This weekend, we will celebrate the birth of a nation. On July 4, 1776, a coalition of colonies came together to declare their independence from a monarchy that understood the existence of the colonies as a supplier of the needs and desires of the empire with little concern about the welfare of the colonists. The foundation of this belief of rights and dignity for all was firmly rooted in the divine mandate that the Creator has endowed all of humanity with the right to life, liberty and the pursuit of happiness. In many ways, it reminds me of present situations where we too often view the purpose of other nations as a supplier of oil, cheap goods and labor for a western empire of first world nations and corporate profit. In our celebrations of a day of great courage, it might be a wise course to consider the possibility of a declaration of independence from those who serve this new western empire delineated not by national boundaries but profit and loss reports. Such a perspective might serve to draw criticism as a preacher or a church involves itself in affairs of politics, finance or some other arena in which it is presently unwelcomed. One criticism I often hear is, “Get your own house in order before you begin criticizing someone else.” It is a valid issue. How can the Church urge nations and ethnic groups to work toward peace and unity when we ourselves remain divided and at intellectual war with each other?
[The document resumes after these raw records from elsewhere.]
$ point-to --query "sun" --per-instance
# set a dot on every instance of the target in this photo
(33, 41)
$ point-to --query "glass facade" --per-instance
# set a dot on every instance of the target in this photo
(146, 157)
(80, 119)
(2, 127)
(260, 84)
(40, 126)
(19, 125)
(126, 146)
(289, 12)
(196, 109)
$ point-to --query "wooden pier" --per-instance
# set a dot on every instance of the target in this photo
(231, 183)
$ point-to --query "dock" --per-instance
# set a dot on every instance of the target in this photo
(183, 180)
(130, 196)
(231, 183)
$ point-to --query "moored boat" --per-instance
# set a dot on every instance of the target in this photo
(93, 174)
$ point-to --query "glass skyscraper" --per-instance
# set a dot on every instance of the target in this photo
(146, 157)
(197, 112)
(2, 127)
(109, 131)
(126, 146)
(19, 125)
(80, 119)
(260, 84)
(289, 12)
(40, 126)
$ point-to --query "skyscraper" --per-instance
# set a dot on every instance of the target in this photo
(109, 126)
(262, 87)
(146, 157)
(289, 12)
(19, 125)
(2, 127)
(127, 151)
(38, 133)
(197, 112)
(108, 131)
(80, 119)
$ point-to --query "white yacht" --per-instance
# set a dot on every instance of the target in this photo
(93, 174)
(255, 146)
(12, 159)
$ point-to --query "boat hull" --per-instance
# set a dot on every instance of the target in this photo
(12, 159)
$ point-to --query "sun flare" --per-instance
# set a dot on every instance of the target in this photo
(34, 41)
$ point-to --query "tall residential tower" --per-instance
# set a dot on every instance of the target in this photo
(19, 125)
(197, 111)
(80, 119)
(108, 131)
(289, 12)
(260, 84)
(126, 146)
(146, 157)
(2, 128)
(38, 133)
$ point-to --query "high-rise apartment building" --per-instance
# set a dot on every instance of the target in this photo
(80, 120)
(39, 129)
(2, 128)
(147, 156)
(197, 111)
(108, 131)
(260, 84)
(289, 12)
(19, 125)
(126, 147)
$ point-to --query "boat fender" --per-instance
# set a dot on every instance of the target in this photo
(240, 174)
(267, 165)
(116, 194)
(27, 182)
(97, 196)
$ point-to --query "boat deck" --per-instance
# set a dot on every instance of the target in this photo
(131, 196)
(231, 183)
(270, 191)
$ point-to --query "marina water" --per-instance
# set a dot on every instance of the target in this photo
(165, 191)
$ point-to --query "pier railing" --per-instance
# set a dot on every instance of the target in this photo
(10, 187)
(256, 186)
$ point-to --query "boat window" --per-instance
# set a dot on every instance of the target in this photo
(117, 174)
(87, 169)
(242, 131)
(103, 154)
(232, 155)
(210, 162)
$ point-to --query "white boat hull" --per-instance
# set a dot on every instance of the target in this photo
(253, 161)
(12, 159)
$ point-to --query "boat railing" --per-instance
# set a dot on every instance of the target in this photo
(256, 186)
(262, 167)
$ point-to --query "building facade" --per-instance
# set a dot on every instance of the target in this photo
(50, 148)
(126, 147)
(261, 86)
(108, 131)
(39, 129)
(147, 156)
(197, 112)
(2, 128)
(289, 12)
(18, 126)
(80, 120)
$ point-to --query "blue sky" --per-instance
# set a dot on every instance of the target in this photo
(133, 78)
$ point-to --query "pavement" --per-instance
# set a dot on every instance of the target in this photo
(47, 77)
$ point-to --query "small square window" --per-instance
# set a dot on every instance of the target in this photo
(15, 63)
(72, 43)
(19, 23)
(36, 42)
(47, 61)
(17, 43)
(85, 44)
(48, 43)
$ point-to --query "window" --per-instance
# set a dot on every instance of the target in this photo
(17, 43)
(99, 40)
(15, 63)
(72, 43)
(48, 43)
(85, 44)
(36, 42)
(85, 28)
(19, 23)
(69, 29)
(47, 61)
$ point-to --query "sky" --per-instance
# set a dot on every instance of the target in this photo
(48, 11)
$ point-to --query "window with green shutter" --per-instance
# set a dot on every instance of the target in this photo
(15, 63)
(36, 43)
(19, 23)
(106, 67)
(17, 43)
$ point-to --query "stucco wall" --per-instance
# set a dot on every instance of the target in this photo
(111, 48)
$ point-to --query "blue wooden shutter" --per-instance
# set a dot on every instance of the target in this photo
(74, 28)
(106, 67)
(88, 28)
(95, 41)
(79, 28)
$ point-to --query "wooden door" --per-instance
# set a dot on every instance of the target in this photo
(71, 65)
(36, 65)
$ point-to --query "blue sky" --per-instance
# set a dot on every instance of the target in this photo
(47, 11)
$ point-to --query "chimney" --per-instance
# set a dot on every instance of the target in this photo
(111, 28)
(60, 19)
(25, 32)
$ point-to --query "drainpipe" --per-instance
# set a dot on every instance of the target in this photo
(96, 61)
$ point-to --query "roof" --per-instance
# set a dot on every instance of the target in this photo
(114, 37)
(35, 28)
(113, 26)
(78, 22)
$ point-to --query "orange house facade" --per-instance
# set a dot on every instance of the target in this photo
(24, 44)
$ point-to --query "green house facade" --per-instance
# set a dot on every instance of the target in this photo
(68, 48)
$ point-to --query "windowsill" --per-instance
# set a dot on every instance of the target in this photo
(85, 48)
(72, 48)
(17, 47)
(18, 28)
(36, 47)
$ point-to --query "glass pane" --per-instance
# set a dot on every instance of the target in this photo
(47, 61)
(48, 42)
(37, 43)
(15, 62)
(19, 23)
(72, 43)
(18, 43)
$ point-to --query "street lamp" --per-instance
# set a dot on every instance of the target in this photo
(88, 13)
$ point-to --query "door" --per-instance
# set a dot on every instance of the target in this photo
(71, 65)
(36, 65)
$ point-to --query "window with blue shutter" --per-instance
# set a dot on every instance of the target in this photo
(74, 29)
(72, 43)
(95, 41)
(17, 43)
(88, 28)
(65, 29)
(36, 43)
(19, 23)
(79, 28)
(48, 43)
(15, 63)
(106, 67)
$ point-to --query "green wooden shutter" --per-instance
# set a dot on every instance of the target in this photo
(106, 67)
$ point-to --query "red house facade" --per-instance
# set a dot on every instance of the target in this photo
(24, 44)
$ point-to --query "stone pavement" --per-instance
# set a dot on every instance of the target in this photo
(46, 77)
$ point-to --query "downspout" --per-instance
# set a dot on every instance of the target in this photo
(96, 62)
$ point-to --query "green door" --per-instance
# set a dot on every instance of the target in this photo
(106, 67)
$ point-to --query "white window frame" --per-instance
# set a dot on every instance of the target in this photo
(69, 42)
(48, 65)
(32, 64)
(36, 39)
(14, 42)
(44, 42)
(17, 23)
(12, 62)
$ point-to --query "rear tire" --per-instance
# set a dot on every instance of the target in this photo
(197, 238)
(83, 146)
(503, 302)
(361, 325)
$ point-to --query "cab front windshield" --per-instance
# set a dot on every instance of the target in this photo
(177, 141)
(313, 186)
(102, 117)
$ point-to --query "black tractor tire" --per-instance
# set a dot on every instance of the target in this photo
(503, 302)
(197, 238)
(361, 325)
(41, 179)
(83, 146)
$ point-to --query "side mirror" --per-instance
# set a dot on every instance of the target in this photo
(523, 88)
I have always appreciated the insight of Michael Kinnamon, a Disciple of Christ ecumenist and scholar, when he proposed that the church is not divided, rather, the church has failed to recognize the unity God has already given the Body of Christ. Philosophically, I couldn’t agree more. However, practically, we know we have much work still left to do, whether it is in an effort to recognize our unity or repent from our practical division. One of the founders of the Christian Church (Disciples of Christ), Alexander Campbell, proposed that the failure to redress inequity among nations or ethnic groups with a commitment to peace fragments the Church and disgraces its Lord. The underlying assumption is staggering. A fragmented Church disgraces the Lord? Yes.
The Church is called to be a sign of the state of peace and wholeness to which God has called all of creation. Alexander Campbell wrote, “the beatitudes of Christ are not pronounced on patriots, heroes, and conquerors, bit on ‘peacemakers’ on whom is conferred the highest rank and title in the universe: ‘Blessed are the peacemakers, for they shall be called the [children] of God.’”
I am a citizen of the Kingdom of God. I am a citizen of the United States of America. I am a Christian American. I will always declare that because of the Creator’s sovereign will, the vision of this nation and the benefits of a democratic republic are worth celebrating. Can we, with authority, proclaim to a hyper individualistic culture that believes the Church is merely a gathering of individuals and not a manifestation of the Body of Christ, that to continue divided disgraces Christ? As a Christian, we must.
Celebrate the birth of a nation this weekend. Celebrate the near universal recognition of human rights that served to move a nation through conflict and into a vision for peace and justice for all of creation. Covenant to not only philosophically recognize the unity of Church but to pragmatically work toward it, not just so that we may speak to the world with authority but that Christ will be glorified.